Greenwich IMAX Tested

Following on from yesterday, the reason why I was trying to cross that bridge on Friday night. To test out the new IMAX screen at Greenwich Odeon, something I’ve been looking forward to since I found out it was coming…

Right up until the last minute I thought I wasn’t going to be able to go. The website said that the entire screen was sold out. Well – it was the last Friday before Christmas, so it wasn’t really surprising.

So we tried telephoning – and after a LOT of “If you want this, press that” malarkey, actually spoke to a human, who told us there were tickets, but only in the more expensive premier seats. IMAX is already dearer than regular Odeon seats, which is understandable – you’re getting more for your cash – but there also seems to be a new classification. There’s ‘regular,’ and those gallery seats at the back which cost about twice as much but give you a squashy seat and a fizzy drink, but also ‘Premier’ which are numbered, so you don’t have to queue.

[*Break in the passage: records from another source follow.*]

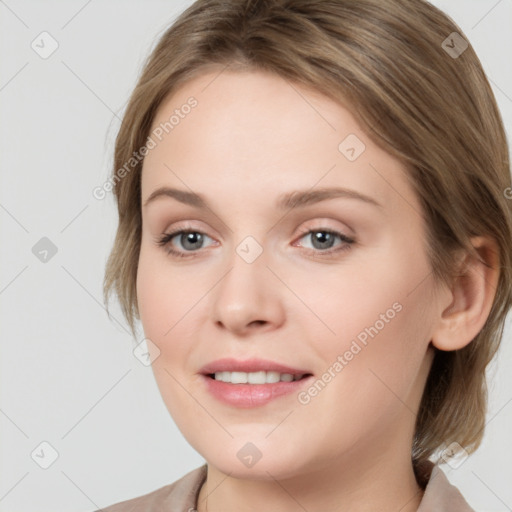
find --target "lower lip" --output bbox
[203,375,312,408]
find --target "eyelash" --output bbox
[157,228,356,258]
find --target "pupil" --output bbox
[181,233,203,249]
[313,231,333,249]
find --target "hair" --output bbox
[104,0,512,476]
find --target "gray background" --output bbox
[0,0,512,512]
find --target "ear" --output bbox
[432,236,499,350]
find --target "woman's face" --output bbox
[137,71,439,479]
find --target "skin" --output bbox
[137,71,496,512]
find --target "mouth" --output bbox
[200,358,313,408]
[206,370,312,385]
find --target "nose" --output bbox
[212,244,285,336]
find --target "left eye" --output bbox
[158,230,212,254]
[299,229,354,252]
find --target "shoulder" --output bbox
[418,462,475,512]
[95,464,207,512]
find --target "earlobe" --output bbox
[432,236,499,350]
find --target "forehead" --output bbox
[142,71,419,218]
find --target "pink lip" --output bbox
[199,357,311,375]
[200,358,313,408]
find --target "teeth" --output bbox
[215,371,303,384]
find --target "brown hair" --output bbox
[104,0,512,474]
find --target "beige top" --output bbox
[95,463,475,512]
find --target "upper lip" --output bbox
[199,357,310,375]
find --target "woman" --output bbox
[98,0,512,512]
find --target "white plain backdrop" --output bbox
[0,0,512,512]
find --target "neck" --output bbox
[197,452,423,512]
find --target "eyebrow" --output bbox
[143,187,383,210]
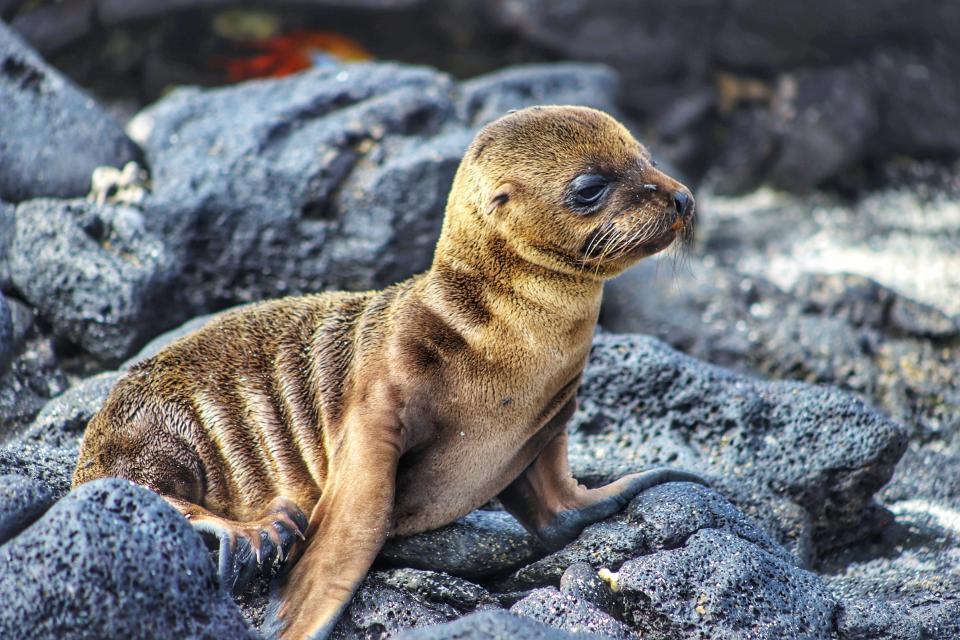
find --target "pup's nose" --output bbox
[673,191,693,218]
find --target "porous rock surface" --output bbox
[0,27,948,640]
[0,479,255,639]
[0,21,139,200]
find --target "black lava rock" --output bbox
[0,290,15,375]
[560,562,614,611]
[617,529,837,640]
[571,334,907,547]
[0,22,139,202]
[394,611,601,640]
[332,569,499,638]
[0,479,254,640]
[10,200,173,362]
[24,371,121,449]
[380,510,546,578]
[498,482,795,591]
[0,475,53,545]
[0,442,77,498]
[510,588,635,640]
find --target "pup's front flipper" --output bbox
[164,496,307,593]
[261,424,400,640]
[498,411,708,549]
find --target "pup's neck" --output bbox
[424,206,603,344]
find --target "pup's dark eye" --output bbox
[569,173,610,211]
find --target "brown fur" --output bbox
[74,107,692,638]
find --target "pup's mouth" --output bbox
[582,211,693,265]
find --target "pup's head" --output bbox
[447,106,694,279]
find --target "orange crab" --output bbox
[224,31,373,82]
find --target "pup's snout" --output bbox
[673,189,693,219]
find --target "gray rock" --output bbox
[395,611,599,640]
[790,273,960,340]
[377,569,500,613]
[10,200,176,362]
[570,334,907,547]
[837,599,932,640]
[0,199,17,289]
[818,498,960,640]
[617,529,837,640]
[0,479,254,639]
[0,22,139,202]
[0,475,53,545]
[498,482,795,591]
[380,510,546,578]
[560,562,614,611]
[510,588,635,640]
[457,63,620,127]
[129,64,615,319]
[0,298,68,443]
[488,0,960,193]
[24,371,121,448]
[0,442,77,498]
[0,293,15,375]
[332,572,474,638]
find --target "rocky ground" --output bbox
[0,13,960,640]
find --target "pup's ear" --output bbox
[484,182,514,215]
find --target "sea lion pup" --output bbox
[74,107,701,638]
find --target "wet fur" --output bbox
[74,107,692,637]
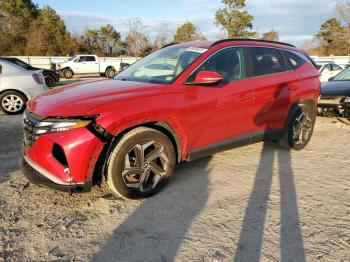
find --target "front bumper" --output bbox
[19,150,92,192]
[20,116,104,191]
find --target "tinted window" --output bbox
[85,56,96,62]
[281,50,306,69]
[187,47,245,82]
[145,64,173,70]
[321,64,331,72]
[332,64,343,71]
[79,56,96,62]
[251,47,286,76]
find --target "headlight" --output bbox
[34,119,92,135]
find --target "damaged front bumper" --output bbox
[20,111,107,192]
[19,147,92,192]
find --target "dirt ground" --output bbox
[0,115,350,262]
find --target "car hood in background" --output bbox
[28,80,164,117]
[321,81,350,96]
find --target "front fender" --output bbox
[97,114,188,161]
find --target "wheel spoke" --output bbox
[150,162,165,176]
[139,169,151,191]
[122,140,169,192]
[134,144,144,166]
[145,146,164,162]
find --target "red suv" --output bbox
[20,39,320,198]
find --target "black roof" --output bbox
[210,38,295,47]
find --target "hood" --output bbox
[28,80,164,117]
[321,80,350,96]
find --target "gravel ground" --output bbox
[0,111,350,262]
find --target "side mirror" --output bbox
[187,71,223,85]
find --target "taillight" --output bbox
[33,73,45,85]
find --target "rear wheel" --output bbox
[278,105,317,150]
[62,68,74,79]
[105,67,115,78]
[107,127,175,199]
[0,91,27,115]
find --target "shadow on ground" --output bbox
[235,143,305,262]
[92,158,210,262]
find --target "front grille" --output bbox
[23,111,39,147]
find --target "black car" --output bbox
[318,68,350,118]
[2,57,60,87]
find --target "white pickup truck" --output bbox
[56,55,120,79]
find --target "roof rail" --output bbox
[160,42,178,49]
[210,38,295,47]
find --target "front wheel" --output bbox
[278,105,317,150]
[107,127,175,199]
[62,68,74,79]
[105,67,115,78]
[0,91,27,115]
[44,75,56,87]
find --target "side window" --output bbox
[76,56,85,63]
[333,64,343,71]
[187,47,245,83]
[281,50,306,69]
[86,56,96,62]
[321,64,331,72]
[251,47,286,76]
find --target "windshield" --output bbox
[333,67,350,81]
[10,59,30,70]
[68,55,77,61]
[114,46,208,84]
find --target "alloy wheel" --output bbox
[1,94,24,113]
[122,141,169,192]
[293,112,312,145]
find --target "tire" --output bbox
[44,75,56,87]
[107,127,175,199]
[278,105,317,150]
[105,67,115,78]
[62,68,74,79]
[0,91,28,115]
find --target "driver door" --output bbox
[185,47,254,151]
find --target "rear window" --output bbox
[251,47,286,76]
[281,50,306,69]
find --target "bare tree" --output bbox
[335,1,350,57]
[125,18,149,56]
[154,23,171,49]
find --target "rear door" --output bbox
[185,47,253,149]
[248,47,299,135]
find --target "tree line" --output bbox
[0,0,300,56]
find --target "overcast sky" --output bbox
[34,0,342,45]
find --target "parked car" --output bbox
[135,64,175,77]
[21,39,320,198]
[2,57,60,87]
[0,59,47,114]
[316,62,343,83]
[318,68,350,118]
[55,55,120,79]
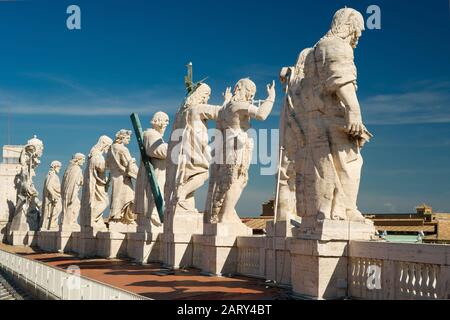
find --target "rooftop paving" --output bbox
[0,244,289,300]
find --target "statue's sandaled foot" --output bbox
[347,210,370,223]
[150,214,162,227]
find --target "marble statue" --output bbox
[80,136,113,231]
[41,161,62,231]
[275,48,311,221]
[10,136,44,231]
[134,112,169,230]
[106,129,139,225]
[206,79,275,224]
[61,153,86,231]
[164,83,231,215]
[288,8,371,225]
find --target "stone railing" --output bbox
[237,236,266,278]
[0,250,150,300]
[348,241,450,300]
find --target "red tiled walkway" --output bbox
[0,244,287,300]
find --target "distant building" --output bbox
[364,204,450,243]
[0,146,23,242]
[242,199,450,244]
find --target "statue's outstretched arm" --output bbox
[250,81,275,121]
[336,82,365,137]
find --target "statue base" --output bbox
[127,230,163,264]
[290,218,375,299]
[163,212,203,269]
[293,217,375,241]
[0,221,8,243]
[72,227,98,258]
[37,230,58,252]
[97,231,127,259]
[56,231,76,253]
[108,222,137,233]
[265,221,294,286]
[194,222,253,276]
[8,231,38,247]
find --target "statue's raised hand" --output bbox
[267,81,275,101]
[222,87,233,104]
[345,112,366,138]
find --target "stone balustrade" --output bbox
[348,241,450,300]
[237,236,266,278]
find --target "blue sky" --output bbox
[0,0,450,216]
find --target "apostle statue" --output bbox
[206,78,275,224]
[291,8,372,226]
[41,161,62,231]
[134,112,169,231]
[275,48,311,221]
[106,129,139,226]
[80,136,113,231]
[61,153,86,231]
[164,83,231,216]
[10,136,44,231]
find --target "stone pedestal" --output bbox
[0,221,8,242]
[37,230,58,252]
[291,220,375,299]
[265,221,293,286]
[196,223,253,276]
[97,232,127,259]
[8,230,38,247]
[163,212,203,269]
[72,227,97,258]
[56,231,75,253]
[56,224,81,253]
[108,222,137,233]
[127,230,163,264]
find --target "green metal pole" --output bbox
[130,113,164,222]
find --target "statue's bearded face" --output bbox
[350,17,364,49]
[350,28,362,49]
[122,136,130,145]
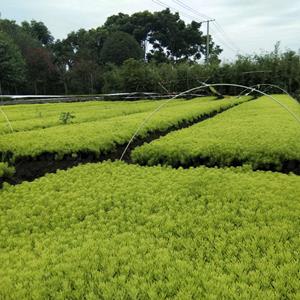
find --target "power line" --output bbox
[172,0,240,52]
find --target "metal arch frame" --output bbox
[120,83,300,160]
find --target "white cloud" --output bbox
[0,0,300,58]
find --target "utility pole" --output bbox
[201,19,215,64]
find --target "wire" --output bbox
[172,0,240,52]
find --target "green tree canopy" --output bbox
[100,31,143,65]
[0,31,25,94]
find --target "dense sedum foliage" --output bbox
[0,97,251,159]
[0,162,14,181]
[132,95,300,170]
[0,97,190,134]
[0,162,300,299]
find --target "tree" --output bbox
[100,31,143,65]
[0,32,25,94]
[26,48,55,95]
[104,9,222,63]
[22,20,54,46]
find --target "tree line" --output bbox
[0,9,300,94]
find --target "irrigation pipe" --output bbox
[0,107,14,133]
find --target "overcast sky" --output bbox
[0,0,300,59]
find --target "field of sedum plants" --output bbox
[0,97,251,159]
[0,95,300,300]
[0,162,300,299]
[132,95,300,171]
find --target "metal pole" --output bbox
[202,19,215,64]
[206,21,209,64]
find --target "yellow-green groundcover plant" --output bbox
[0,97,251,160]
[0,162,300,299]
[0,97,203,136]
[132,95,300,170]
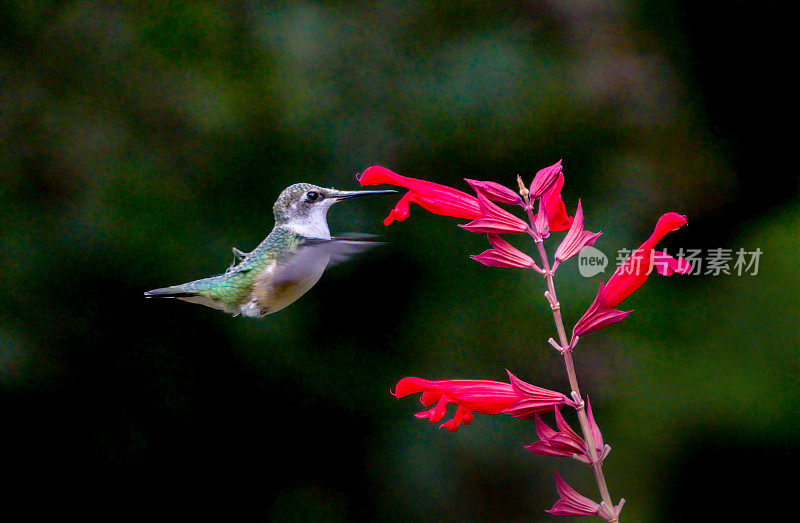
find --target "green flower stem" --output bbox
[525,197,618,521]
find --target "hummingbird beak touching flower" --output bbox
[329,189,398,202]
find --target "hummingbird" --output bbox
[144,183,397,318]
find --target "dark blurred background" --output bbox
[0,0,800,521]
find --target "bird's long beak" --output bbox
[331,189,398,202]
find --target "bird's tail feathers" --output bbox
[144,284,198,298]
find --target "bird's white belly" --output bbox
[241,255,330,318]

There was a group of us, so we decided to pay the extra and go anyway. We only started to get suspicious when we bowled up and the place was deserted. If there were 25 people in there, I’d be surprised. And nearly all of them were in those ‘premier’ seats…

I’m going to assume that the computer system was broken and that it is normally possible to book regular tickets. It just wouldn’t make economic sense to tell people you’re full when you’re not.

So. We’re inside. And looking forward to those ‘premier’ seats.

Folks, I’m warning you now. If you are shorter than about 6ft, you are in for an uncomfortable time. The seats, completely rigid (none of that lovely slidey variety) are set so high that if you’re anything less than – well – tall, your feet will dangle over the edge. I spent the entire film squirming around trying to get comfy. I am no midget, but I ended up almost horizontal with my coat rolled up under the hollow of my back.

I’m not going to talk about The Day The Earth Stood Still – the choice of movie of the week isn’t down to individual cinemas (though don’t get me started on the film distribution system in the UK…)

So. Back on to the IMAX experience itself. You know, I was under the impression that IMAX screens were enormous and had extraordinary clarity. And that an IMAX sound system is gigantic, plastered with speakers and intended to make you ‘feel’ the sound.

Well, I’ll give them that last one. The night we went, the sound was so damn loud it hurt. There was physical pain involved. I thought it might just be me, but my entire party agreed it was just too loud. One of our group, a rock drummer, is going deaf – and even he thought it was too loud. There are many, many speakers, but I’m guessing they haven’t worked out how to use them properly yet. There just weren’t enough bodies to soak up the sound and they hadn’t made allowances for that.

I’ve always been impressed with the London IMAX – and yes, it is noisy, but it’s never threatened to make my ears bleed. At Waterloo, they have balanced the sound so that it becomes part of you, not overwhelm your will to live.

Perhaps they’re making up for the screen. I don’t know how big Screen 9 was before. I think they have increased it to the size of the wall, but it’s certainly nowhere near as big as I’d expected. It felt like a normal screen – except the resolution didn’t seem as good – as though the projector was just putting an ordinary film onto a bigger screen.

Of course, once the action started, glitches in clarity aren’t noticeable, so I wasn’t so bothered by that as I was by the sound, which just didn’t get any better. I never acclimatised myself to the sheer volume. I certainly feel for the staff, who (and I’m absolutely serious about this) should be issued with earplugs for H&S purposes.

The one good by-product of the volume was that it was only in the quiet moments (and there aren’t many in The Day The Earth Stood Still) that I could hear the interminable chatter of the teenagers to my right.

I was really excited about getting a local IMAX, but with my hand on my heart, I can’t recommend the experience. I shall be continuing at the Picturehouse for all normal films, and, should I fancy a full-on IMAX hit, I’ll be hopping on the train to Waterloo, where they’ve calculated how to make it work.